In timflutre/rutilstimflutre: Timothee Flutre's personal R code

knitr::opts_chunk$set(echo = FALSE)

Price's equation

Motivation

The main goal of Price was to understand selection in an abstract way. This consisted in answering the following question, "how does some property change between two sets", by distinguishing the part of total change due to selection.

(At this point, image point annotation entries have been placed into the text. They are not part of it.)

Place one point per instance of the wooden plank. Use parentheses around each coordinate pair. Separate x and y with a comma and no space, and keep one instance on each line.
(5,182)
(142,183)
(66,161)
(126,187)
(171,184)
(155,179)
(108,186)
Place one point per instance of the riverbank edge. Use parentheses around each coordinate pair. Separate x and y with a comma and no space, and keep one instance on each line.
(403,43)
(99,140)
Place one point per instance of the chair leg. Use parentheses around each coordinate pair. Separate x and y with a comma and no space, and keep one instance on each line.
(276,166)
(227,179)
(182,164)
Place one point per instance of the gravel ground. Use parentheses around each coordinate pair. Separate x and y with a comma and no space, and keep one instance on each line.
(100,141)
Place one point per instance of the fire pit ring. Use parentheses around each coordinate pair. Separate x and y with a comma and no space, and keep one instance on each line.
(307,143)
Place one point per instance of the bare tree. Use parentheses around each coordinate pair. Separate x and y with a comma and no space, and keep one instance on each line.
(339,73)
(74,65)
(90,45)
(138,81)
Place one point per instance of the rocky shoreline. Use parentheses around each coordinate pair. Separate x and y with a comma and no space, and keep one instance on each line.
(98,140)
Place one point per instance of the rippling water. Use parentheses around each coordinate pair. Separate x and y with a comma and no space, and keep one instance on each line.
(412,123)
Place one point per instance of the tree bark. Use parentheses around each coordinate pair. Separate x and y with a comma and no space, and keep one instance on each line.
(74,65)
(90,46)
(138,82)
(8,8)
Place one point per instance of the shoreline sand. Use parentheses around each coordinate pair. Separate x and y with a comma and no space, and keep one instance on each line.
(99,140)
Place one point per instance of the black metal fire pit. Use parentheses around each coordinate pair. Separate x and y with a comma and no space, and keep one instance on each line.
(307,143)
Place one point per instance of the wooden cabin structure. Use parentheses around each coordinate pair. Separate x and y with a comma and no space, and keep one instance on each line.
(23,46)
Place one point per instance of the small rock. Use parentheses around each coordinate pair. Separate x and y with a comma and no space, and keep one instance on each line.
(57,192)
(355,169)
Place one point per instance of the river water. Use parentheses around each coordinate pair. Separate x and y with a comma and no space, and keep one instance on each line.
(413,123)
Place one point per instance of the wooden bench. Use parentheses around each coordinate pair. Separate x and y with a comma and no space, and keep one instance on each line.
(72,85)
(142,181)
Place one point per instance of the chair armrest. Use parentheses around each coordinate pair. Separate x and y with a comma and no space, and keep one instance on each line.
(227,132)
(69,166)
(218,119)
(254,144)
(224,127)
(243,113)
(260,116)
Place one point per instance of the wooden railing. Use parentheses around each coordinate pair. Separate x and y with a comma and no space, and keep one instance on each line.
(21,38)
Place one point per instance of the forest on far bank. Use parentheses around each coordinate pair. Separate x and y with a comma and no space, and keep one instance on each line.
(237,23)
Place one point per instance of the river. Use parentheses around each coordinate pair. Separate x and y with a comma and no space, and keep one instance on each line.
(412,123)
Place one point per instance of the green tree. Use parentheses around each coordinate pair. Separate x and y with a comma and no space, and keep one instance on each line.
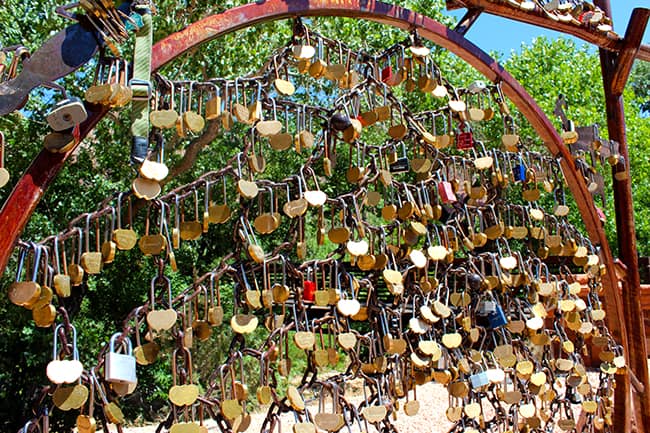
(100,168)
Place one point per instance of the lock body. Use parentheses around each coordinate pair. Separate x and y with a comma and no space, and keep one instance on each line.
(66,114)
(120,367)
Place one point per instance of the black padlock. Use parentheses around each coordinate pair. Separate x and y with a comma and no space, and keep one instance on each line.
(66,114)
(340,122)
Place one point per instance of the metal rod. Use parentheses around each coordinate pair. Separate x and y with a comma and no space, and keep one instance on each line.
(626,235)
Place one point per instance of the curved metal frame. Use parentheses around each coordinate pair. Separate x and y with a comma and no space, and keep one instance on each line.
(30,188)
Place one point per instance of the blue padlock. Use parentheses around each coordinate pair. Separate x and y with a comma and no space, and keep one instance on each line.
(497,317)
(519,172)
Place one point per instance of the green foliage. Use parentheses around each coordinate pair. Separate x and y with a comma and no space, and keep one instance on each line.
(100,168)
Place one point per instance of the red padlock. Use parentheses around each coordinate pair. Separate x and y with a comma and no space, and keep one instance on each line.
(446,192)
(309,291)
(464,139)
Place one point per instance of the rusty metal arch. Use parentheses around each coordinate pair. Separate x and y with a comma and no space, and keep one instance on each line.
(30,188)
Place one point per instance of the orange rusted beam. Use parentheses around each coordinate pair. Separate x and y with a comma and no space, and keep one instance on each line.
(237,18)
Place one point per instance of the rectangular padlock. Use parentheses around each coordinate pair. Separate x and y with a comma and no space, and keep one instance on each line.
(497,318)
(66,114)
(485,308)
(519,172)
(464,140)
(446,192)
(120,367)
(479,379)
(386,74)
(400,166)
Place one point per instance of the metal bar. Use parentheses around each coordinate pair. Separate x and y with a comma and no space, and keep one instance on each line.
(626,235)
(644,53)
(538,18)
(233,19)
(629,51)
(468,20)
(29,189)
(26,195)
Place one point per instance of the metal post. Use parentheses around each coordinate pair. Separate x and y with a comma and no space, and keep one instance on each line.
(626,237)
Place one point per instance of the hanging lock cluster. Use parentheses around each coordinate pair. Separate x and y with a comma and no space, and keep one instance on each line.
(440,257)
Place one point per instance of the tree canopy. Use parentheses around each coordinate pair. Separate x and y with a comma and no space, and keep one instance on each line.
(546,68)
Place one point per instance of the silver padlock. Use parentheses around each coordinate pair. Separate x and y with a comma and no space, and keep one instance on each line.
(120,367)
(479,379)
(476,87)
(66,114)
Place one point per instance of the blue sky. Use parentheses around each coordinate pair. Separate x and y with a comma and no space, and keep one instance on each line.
(511,34)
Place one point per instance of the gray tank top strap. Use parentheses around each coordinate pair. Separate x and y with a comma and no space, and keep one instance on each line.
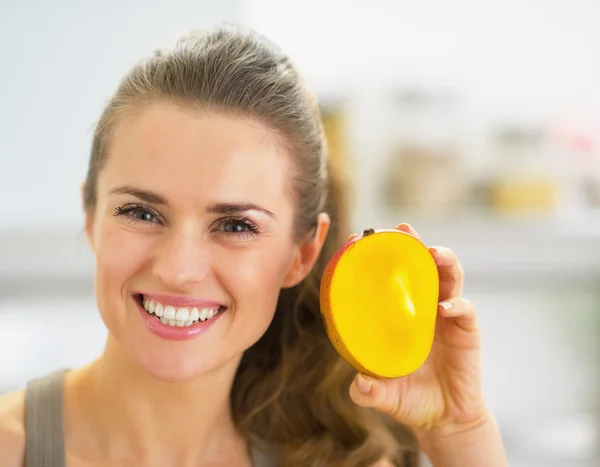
(44,426)
(44,429)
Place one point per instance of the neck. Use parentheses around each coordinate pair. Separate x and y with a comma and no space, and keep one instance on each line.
(130,414)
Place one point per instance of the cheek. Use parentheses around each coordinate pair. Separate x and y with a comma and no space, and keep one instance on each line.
(120,255)
(255,277)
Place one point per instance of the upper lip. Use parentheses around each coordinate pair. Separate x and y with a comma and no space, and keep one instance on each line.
(179,301)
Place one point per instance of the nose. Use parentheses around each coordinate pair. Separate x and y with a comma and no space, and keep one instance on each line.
(182,260)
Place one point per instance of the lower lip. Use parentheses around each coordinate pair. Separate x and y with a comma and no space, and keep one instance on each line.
(173,333)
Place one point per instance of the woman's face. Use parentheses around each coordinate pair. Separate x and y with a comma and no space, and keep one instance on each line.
(193,238)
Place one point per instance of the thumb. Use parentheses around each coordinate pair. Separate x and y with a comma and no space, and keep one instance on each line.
(366,391)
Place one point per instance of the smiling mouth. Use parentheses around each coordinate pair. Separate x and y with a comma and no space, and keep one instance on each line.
(178,316)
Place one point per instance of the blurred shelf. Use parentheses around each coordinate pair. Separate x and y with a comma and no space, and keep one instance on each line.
(486,247)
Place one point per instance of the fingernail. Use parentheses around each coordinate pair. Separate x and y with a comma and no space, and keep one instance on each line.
(363,384)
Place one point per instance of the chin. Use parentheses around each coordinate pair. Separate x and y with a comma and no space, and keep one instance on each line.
(171,369)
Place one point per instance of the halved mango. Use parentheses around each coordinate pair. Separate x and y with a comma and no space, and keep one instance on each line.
(379,299)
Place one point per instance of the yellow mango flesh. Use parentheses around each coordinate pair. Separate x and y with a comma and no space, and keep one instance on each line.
(379,298)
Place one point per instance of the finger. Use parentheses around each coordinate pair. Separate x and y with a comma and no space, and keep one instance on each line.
(461,310)
(451,272)
(404,227)
(366,391)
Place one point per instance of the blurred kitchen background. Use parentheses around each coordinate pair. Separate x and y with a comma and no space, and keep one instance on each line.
(476,121)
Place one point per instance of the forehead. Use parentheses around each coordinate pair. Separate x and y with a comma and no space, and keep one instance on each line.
(207,155)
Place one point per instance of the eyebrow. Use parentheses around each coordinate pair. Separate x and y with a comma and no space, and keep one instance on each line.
(237,208)
(215,208)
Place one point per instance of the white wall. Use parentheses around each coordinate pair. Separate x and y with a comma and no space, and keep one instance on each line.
(538,57)
(60,61)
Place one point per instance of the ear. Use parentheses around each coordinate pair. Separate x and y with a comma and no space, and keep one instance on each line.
(89,219)
(307,253)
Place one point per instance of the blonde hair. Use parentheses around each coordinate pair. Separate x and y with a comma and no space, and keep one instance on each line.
(291,388)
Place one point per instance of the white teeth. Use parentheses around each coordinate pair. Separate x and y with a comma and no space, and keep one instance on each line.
(182,314)
(178,317)
(169,313)
(204,314)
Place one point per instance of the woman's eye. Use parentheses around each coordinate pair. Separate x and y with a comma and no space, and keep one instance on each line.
(242,227)
(235,227)
(142,215)
(138,213)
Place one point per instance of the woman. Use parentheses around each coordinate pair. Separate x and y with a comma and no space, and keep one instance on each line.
(211,210)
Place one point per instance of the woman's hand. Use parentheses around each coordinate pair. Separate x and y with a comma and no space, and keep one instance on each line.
(442,401)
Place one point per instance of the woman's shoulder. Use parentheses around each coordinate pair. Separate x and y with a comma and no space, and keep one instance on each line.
(12,429)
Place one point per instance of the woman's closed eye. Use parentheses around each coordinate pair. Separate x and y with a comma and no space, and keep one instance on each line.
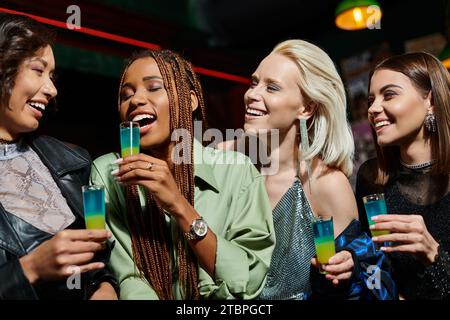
(273,88)
(388,95)
(125,95)
(153,88)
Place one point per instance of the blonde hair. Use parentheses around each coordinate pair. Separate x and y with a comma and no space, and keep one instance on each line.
(329,133)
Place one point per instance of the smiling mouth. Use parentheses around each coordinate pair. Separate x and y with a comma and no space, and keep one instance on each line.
(381,124)
(255,112)
(37,105)
(144,119)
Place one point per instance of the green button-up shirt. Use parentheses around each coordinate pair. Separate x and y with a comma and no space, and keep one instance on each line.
(230,195)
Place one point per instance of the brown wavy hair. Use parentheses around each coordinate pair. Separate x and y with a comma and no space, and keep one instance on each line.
(427,74)
(150,237)
(20,38)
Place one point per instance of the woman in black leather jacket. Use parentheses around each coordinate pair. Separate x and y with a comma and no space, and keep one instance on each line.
(45,251)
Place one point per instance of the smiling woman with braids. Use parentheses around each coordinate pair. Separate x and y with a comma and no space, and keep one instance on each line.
(192,230)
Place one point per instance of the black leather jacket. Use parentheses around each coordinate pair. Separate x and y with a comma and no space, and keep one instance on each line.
(70,168)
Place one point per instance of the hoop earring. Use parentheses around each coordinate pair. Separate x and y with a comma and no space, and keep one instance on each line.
(304,145)
(430,122)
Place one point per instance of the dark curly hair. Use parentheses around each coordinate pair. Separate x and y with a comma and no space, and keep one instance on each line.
(20,38)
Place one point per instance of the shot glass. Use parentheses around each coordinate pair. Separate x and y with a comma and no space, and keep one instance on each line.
(129,138)
(324,240)
(94,206)
(375,206)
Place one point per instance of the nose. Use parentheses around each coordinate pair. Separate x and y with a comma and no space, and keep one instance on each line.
(138,99)
(375,108)
(49,89)
(253,94)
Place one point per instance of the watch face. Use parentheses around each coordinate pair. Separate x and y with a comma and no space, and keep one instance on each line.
(200,227)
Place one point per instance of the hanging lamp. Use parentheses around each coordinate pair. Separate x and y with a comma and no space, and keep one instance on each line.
(357,14)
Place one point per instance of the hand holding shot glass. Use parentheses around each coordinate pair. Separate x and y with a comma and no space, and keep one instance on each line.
(375,205)
(129,138)
(94,206)
(324,240)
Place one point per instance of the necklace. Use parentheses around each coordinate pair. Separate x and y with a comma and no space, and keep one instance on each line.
(417,166)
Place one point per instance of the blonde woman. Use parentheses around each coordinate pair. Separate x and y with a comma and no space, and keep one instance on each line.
(297,91)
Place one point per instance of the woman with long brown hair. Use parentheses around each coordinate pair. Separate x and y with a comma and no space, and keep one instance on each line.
(200,228)
(409,110)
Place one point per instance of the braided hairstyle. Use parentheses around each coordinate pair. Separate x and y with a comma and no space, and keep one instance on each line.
(150,237)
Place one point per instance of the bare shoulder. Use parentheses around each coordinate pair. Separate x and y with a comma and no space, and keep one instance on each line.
(332,192)
(226,145)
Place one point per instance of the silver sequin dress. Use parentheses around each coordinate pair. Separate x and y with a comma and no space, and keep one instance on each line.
(289,273)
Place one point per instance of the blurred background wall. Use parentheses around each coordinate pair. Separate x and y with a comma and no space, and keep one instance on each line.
(225,40)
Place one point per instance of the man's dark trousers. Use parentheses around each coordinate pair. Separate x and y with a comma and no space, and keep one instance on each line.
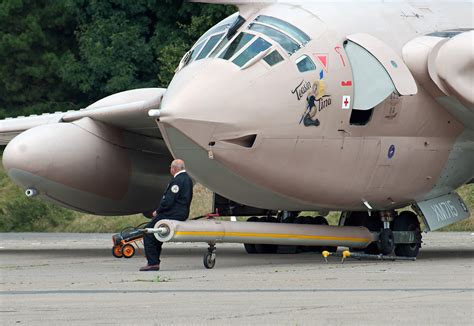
(152,245)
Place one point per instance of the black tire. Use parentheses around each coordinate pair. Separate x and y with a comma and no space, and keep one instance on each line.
(117,252)
(128,251)
(250,248)
(407,221)
(209,263)
(387,243)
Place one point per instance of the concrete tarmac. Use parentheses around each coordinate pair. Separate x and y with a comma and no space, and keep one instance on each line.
(73,279)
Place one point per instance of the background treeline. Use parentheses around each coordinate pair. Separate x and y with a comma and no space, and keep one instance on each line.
(66,54)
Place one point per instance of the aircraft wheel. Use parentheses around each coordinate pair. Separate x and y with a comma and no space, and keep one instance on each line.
(386,241)
(209,261)
(128,251)
(407,221)
(117,252)
(370,222)
(250,247)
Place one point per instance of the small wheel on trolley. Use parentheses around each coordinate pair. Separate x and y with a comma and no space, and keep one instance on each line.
(117,251)
(209,260)
(128,251)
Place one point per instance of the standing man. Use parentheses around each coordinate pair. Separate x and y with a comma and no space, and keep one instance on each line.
(174,205)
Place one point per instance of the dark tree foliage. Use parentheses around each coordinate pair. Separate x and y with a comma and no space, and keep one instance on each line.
(62,55)
(34,35)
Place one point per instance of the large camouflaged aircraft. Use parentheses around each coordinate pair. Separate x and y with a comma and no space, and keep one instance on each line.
(363,107)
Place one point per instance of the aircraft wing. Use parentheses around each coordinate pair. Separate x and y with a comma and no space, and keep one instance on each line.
(126,110)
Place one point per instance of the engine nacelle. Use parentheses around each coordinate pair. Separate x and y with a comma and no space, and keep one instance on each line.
(89,166)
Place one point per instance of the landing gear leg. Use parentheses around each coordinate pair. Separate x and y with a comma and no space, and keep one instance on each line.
(386,240)
(408,221)
(209,258)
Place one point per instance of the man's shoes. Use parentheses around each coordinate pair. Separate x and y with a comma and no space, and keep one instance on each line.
(150,268)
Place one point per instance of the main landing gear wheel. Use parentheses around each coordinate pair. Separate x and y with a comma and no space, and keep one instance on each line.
(250,247)
(117,252)
(321,220)
(386,241)
(128,251)
(407,221)
(372,223)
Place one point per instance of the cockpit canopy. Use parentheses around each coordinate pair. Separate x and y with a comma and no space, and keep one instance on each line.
(268,38)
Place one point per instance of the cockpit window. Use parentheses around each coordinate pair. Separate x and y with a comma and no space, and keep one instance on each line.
(258,46)
(209,40)
(304,63)
(291,30)
(273,58)
(196,50)
(236,45)
(221,26)
(211,43)
(285,41)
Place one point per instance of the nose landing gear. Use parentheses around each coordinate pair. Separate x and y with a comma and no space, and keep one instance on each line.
(209,258)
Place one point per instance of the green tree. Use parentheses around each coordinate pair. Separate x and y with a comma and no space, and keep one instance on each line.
(62,55)
(34,35)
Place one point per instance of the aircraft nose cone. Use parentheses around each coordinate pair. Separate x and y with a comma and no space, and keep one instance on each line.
(25,153)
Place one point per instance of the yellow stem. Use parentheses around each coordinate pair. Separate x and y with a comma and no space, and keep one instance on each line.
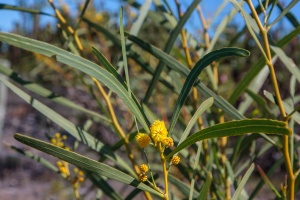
(264,33)
(66,27)
(165,171)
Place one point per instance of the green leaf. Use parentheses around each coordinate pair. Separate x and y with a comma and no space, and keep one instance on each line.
(288,62)
(205,188)
(75,131)
(267,181)
(251,25)
(36,158)
(289,16)
(108,66)
(235,128)
(184,71)
(289,109)
(284,12)
(243,183)
(193,75)
(84,162)
(22,9)
(185,189)
(79,63)
(203,107)
(255,68)
(124,52)
(102,184)
(169,45)
(38,89)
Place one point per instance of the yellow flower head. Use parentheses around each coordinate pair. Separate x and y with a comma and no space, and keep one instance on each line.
(142,139)
(144,168)
(168,142)
(175,160)
(158,131)
(143,177)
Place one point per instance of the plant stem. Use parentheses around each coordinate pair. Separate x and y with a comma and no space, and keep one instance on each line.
(165,171)
(120,131)
(264,33)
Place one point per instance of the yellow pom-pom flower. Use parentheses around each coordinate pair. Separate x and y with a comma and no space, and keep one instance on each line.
(144,168)
(168,142)
(142,139)
(158,131)
(143,177)
(175,160)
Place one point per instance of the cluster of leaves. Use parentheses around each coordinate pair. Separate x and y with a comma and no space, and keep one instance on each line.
(163,84)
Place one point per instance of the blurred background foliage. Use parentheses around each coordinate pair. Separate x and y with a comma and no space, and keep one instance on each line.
(67,82)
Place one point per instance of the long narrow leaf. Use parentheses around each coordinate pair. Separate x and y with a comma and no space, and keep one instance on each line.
(243,183)
(84,162)
(22,9)
(38,89)
(75,131)
(169,46)
(255,68)
(184,71)
(79,63)
(204,106)
(235,128)
(193,75)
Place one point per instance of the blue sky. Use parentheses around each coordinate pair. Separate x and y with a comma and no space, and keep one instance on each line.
(9,18)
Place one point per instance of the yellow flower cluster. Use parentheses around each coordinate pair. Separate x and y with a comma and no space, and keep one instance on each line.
(144,168)
(142,139)
(175,160)
(168,142)
(158,134)
(79,178)
(57,140)
(63,168)
(158,131)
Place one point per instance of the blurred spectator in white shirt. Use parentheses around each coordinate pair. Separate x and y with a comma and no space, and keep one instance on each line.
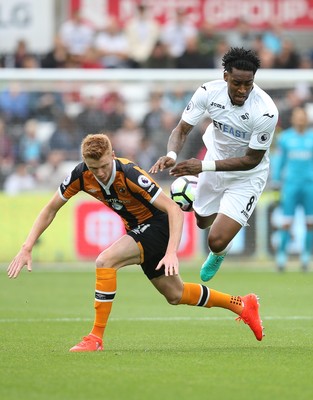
(77,35)
(242,35)
(142,32)
(112,45)
(51,173)
(19,181)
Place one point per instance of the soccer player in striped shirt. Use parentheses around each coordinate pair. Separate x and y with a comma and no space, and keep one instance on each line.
(153,223)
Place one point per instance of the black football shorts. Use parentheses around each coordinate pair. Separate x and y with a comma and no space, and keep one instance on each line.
(152,239)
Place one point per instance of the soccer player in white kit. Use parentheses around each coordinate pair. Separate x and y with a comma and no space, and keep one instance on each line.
(235,168)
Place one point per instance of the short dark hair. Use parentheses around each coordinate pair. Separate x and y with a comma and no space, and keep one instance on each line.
(240,58)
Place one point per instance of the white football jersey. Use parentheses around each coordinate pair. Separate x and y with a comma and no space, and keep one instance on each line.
(234,128)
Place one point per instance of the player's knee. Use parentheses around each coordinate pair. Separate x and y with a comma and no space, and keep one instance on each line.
(173,300)
(102,262)
(217,243)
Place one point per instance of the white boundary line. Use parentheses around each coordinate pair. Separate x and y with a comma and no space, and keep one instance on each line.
(152,319)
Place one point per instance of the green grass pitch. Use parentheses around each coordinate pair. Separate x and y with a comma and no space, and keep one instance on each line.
(154,350)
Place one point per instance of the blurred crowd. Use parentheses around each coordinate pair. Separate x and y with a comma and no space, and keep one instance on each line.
(40,134)
(141,42)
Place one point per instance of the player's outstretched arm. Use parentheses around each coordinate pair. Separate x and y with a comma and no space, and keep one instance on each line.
(176,219)
(44,219)
(193,166)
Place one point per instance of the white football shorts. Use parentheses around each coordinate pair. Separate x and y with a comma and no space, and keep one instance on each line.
(220,192)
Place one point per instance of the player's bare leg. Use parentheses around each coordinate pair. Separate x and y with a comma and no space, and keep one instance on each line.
(222,232)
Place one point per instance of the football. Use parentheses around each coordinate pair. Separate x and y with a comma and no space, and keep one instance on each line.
(183,191)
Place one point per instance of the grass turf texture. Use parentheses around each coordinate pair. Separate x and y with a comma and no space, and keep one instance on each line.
(154,350)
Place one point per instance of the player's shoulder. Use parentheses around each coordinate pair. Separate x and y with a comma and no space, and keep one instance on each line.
(215,85)
(263,99)
(123,164)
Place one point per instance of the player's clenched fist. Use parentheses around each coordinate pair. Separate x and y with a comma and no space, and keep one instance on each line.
(163,162)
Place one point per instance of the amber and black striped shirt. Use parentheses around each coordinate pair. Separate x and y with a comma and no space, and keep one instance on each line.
(130,192)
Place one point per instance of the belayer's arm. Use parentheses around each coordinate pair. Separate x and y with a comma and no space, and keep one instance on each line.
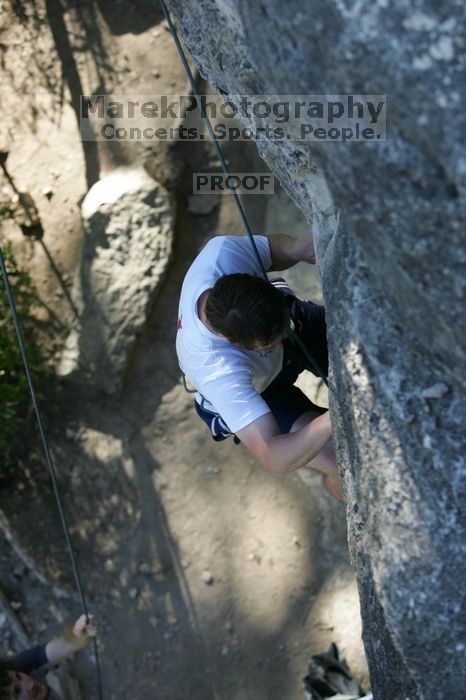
(72,639)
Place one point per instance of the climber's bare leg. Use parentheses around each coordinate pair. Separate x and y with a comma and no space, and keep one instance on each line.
(325,462)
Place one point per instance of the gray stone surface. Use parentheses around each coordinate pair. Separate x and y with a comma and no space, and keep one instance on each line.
(128,219)
(393,274)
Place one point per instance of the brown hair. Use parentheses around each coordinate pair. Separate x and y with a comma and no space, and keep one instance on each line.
(5,681)
(249,311)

To evolutionary biologists, it helps (i) to rephrase the question as "how does some phenotype evolve between two populations", and (ii) to name the two sets "ancestral" and "descendant".

Yet, Price equation is fully general, e.g., differences between sets can occur through space rather than time; what matters is the mapping between both sets. Most importantly, what is meant by the "part of total change due to selection" corresponds to change in frequency that arises directly from differential contributions by ancestors.

Definitions and notations

In the ancestral set: (i.e., before selection)

each entity has a type, indexed by $i \in {1,\ldots,I}$, and a property, noted $z_i$
$q_i$ is the frequency of the $i$th type, where $\forall i, 0 < q_i \le 1$ and $\sum_i q_i = 1$
average property in the population: $\bar{z} = \sum_i q_i \, z_i$ \ \

In the descendant set: (i.e., after selection)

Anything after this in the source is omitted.